The Cyrus R. Vance Center for International Justice and its South African Legal Fellows Alumni Network, in partnership with the United States Mission to South Africa, recently launched a project to mobilize members of South Africa’s legal profession to advance racial equity and inclusion at the professional and community levels.

Over several weeks in June and July, the Vance Center hosted focus group sessions with legal professionals, regulators, and representatives of voluntary associations from across South Africa and beyond. The sessions sought to gain additional insight on the findings of a workplace survey published earlier this year and identify opportunities and strategies to encourage greater diversity and inclusion throughout South Africa’s legal profession.  

The project aims to develop an equity and inclusion toolkit for legal organizations in South Africa, building on the results of a survey published in March as part of the Advancing Women in the Workplace mentorship initiative. The survey’s findings identified a need to address racial and gender-based disparities within the South African legal field and demand a fundamental transformation of historically entrenched culture and practices. The equity and inclusion toolkit will address these needs by providing practical guidance to assist different sectors of the legal profession in implementing and updating inclusive employment practices, helping create more pathways for greater inclusion and representation. 

These focus group discussions were held over four weeks, from mid-June to July, with a dozen international participants representing Vance Center Committee law firms in the U.S. and UK, and over 50 legal participants from six South African provinces (Gauteng, Western Cape, Kwa-Zulu Natal, Free State, Eastern Cape, and Limpopo). The conversations drew participants from a range of groups, included legal practitioners, experts on diversity, equity, and inclusion (DEI) practices; voluntary legal associations, academia, regulatory agencies, and members of LGBTQ+ communities.

Discussion questions for the focus groups.

During the discussions, participants shared their personal experiences, provided insights on the nature of DEI, answered questions about the need for and concept of DEI, and offered input on proposed content, implementation, monitoring, and evaluation for the toolkits. The focus groups also provided an opportunity for representatives of these different fields to come together and strategize ways to advance racial equity and inclusion in the South African legal profession.   

The Vance Center will collate the insights gathered from these conversations and use them to inform development of a comprehensive racial equity toolkit for law firms, companies and other actors in the legal sector.

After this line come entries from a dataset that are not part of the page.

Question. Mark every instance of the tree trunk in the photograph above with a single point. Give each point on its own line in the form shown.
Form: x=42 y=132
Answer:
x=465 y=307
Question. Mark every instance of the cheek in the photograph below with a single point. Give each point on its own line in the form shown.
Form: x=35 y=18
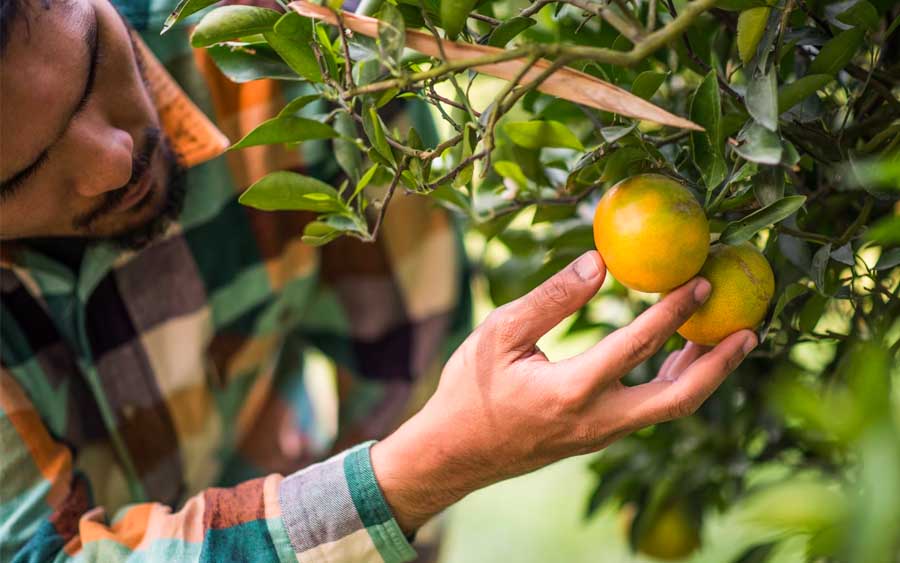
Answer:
x=40 y=212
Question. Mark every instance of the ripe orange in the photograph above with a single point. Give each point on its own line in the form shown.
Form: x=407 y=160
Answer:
x=651 y=232
x=742 y=285
x=671 y=536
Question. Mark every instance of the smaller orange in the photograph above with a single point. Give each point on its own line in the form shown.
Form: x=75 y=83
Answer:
x=651 y=232
x=742 y=286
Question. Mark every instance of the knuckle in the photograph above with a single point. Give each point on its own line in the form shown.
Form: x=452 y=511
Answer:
x=681 y=406
x=504 y=327
x=569 y=399
x=555 y=293
x=638 y=345
x=681 y=310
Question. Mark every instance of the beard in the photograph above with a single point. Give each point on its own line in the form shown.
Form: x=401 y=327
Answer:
x=137 y=237
x=171 y=207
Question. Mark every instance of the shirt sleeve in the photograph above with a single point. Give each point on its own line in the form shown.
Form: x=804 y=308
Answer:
x=332 y=511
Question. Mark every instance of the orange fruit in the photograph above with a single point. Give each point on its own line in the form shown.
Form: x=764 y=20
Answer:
x=651 y=233
x=742 y=286
x=671 y=536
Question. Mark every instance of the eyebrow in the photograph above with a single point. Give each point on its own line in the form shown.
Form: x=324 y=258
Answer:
x=91 y=39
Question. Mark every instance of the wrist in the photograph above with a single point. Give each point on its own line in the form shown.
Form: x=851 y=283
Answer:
x=418 y=475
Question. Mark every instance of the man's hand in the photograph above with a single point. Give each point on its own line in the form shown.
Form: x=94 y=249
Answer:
x=502 y=409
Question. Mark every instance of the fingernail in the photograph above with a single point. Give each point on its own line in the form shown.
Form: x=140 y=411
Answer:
x=749 y=344
x=586 y=267
x=701 y=290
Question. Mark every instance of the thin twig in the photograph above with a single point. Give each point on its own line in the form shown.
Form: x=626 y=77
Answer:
x=454 y=172
x=387 y=199
x=629 y=27
x=651 y=16
x=348 y=74
x=440 y=45
x=486 y=19
x=535 y=8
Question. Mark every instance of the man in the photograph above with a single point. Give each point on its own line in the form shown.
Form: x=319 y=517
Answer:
x=156 y=336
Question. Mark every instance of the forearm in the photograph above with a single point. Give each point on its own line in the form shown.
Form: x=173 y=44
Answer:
x=421 y=473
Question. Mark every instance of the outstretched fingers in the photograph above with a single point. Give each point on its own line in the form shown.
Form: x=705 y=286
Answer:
x=620 y=352
x=518 y=325
x=667 y=399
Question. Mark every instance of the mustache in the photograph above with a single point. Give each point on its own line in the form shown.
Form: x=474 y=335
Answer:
x=140 y=165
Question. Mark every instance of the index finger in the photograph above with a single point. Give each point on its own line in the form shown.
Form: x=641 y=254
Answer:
x=620 y=352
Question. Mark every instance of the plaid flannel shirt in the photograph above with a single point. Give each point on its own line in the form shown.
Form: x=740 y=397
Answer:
x=151 y=402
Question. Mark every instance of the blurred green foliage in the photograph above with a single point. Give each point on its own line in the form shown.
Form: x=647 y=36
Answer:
x=800 y=154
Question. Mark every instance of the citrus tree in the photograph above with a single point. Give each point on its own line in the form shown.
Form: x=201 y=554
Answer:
x=781 y=118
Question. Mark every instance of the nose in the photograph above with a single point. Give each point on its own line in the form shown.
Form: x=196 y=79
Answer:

Focus group participants will have an opportunity to review the draft, which will then go through evaluation by industry experts before the toolkit is launched in several provinces in South Africa later this year.  

These focus groups are part of the Vance Center’s ongoing efforts to support innovative ways to engage legal practitioners to take action to address some of the historical and systemic barriers that have prevented marginalized communities and individuals from full participation in the legal profession.